- Security firm Proofpoint on Monday revealed that what appears to be a state-sponsored hacking campaign targeting the U.S. utility sector with malware dubbed "Lookback" has continued and grown more sophisticated since it was first revealed this summer.
- Proofpoint now says it has identified 17 utilities targeted from April 5 through Aug. 29, employing previously unknown techniques and with later phishing attempts using updated macros to obscure their purpose. The firm's previous report said it had identified three targeted utilities.
- Hackers have yet to cause a blackout in the United States but efforts are persistent, pushing governing bodies to update protection standards. The North American Electric Reliability Corporation (NERC) this month revealed details of a March cyber event that caused a utility in the western U.S. to temporarily lose visibility into parts of its system.
Proofpoint's Sept. 23 advisory is a reminder that hackers continue to hone their attacks, and will not stop even when identified.
"Persistent targeting of entities in the utilities sector demonstrates the continuing risk to US organizations from the actors responsible for LookBack," Proofpoint said. "The threat actors demonstrate persistence when intrusion attempts have been foiled and appear to have been undeterred by publications describing their toolset."
The phishing attempts include messages that appear to come from the U.S. National Council of Examiners for Engineering and Surveying.
The firm said its analysis now shows hackers "conducted reconnaissance" on future targets before staging attacks, which it said was "a newly identified" technique. Proofpoint also said the evolution of phishing tactics, including updated macros, "demonstrates a further departure from tactics previously employed."
One thing has remained constant, however: Proofpoint said the creators of LookBack malware have "yet to depart from their persistent focus on critical infrastructure providers in the United States."
Critical infrastructure protection (CIP) standards are a key issue for the U.S. electric sector, and violations are frequent. The Federal Energy Regulatory Commission (FERC) and the North American Electric Reliability Corporation (NERC) are considering a proposal to publicly identify violators of cybersecurity standards in the bulk electric system.
FERC says it has received a growing number of Freedom of Information Act requests for non-public information for violations of CIP standards since 2018. The two agencies issued an August white paper laying out the idea: for NERC to disclose the name of the violator, the reliability standards violated and the amount of penalties assessed.
Comments on the proposal are due to FERC by Sept. 26.
Hackers targeting critical infrastructure is now a constant threat, putting utilities "at the forefront of the new cyber battlefield," Jason Haward-Grau, chief information security officer at cybersecurity firm PAS Global, told Utility Dive.
In June, The New York Times reported the United States had increased efforts to insert malicious code into Russia's electric grid. The same week, FERC Chairman Neil Chatterjee told lawmakers critical infrastructure in the U.S., including the electric grid, is "increasingly under attack by foreign adversaries.

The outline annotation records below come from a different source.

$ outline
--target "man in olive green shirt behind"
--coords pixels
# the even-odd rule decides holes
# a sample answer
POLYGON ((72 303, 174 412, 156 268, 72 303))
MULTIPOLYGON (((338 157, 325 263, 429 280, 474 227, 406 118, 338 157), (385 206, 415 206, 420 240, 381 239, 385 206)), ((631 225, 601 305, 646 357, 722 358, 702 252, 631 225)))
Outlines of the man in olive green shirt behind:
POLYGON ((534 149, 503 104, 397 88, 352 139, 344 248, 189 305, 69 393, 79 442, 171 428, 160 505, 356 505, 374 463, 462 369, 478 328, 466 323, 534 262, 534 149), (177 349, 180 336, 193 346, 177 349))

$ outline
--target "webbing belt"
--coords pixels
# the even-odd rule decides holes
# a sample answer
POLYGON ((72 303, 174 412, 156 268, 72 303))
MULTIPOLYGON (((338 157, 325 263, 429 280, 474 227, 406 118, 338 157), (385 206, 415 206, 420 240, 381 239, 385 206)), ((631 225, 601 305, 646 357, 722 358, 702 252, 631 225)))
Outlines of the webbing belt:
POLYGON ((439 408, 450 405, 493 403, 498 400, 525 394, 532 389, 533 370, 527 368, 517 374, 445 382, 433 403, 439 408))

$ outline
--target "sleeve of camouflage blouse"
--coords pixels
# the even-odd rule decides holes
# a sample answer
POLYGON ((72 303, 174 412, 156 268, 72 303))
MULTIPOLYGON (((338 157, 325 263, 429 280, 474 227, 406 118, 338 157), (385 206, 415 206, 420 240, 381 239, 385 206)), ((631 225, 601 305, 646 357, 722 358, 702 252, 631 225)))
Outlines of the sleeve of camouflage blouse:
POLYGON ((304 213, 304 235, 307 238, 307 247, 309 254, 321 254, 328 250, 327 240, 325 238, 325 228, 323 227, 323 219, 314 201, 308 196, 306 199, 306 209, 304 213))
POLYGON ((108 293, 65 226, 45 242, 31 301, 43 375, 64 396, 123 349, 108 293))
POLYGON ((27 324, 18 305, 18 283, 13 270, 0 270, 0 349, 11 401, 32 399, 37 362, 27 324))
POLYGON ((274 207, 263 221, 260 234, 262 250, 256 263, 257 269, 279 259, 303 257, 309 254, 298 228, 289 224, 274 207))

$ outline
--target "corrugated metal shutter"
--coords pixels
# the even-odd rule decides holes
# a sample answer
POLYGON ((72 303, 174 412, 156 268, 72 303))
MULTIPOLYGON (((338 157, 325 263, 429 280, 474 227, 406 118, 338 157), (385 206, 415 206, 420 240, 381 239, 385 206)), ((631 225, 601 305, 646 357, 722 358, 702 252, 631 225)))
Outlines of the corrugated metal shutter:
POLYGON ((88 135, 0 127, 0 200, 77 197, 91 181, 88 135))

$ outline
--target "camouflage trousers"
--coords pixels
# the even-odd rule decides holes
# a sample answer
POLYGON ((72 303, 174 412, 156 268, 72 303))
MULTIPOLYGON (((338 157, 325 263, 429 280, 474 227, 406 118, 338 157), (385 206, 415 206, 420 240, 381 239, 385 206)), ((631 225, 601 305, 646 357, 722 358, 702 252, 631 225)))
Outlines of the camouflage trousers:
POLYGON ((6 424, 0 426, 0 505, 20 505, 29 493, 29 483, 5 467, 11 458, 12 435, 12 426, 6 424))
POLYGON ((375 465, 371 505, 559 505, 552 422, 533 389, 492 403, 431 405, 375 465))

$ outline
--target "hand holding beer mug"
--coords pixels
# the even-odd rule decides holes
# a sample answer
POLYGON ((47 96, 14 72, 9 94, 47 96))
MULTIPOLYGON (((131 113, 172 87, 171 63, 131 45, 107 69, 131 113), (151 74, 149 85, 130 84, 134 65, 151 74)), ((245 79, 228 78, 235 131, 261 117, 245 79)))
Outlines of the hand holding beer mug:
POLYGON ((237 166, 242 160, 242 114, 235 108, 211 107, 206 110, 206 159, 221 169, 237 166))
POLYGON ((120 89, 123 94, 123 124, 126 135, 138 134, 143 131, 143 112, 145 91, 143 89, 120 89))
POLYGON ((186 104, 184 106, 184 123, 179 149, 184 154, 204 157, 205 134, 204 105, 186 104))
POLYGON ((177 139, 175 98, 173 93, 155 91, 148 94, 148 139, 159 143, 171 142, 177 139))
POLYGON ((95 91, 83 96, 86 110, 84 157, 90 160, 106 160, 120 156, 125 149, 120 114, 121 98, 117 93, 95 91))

Some experts say it is only a matter of time before a hacker is successful in disrupting an electric utility. There is precedent: Ukraine's electric grid was hit by a cyberattack four years ago, which led to a lengthy blackout for almost 250,000 people. After that, "nation states started awakening to the significant impact [that] loss of the grid can have at a country level," said Haward-Grau.
Though it had minimal impact, the March cyberattack on a western utility was the first time that remote hackers interfered with U.S. grid networks.
According to NERC, an external entity exploited a known firewall vulnerability at one of the utility's vendors, allowing an unauthenticated attacker to cause unexpected reboots of devices. The reboots resulted in brief communications outages between field devices and the control center.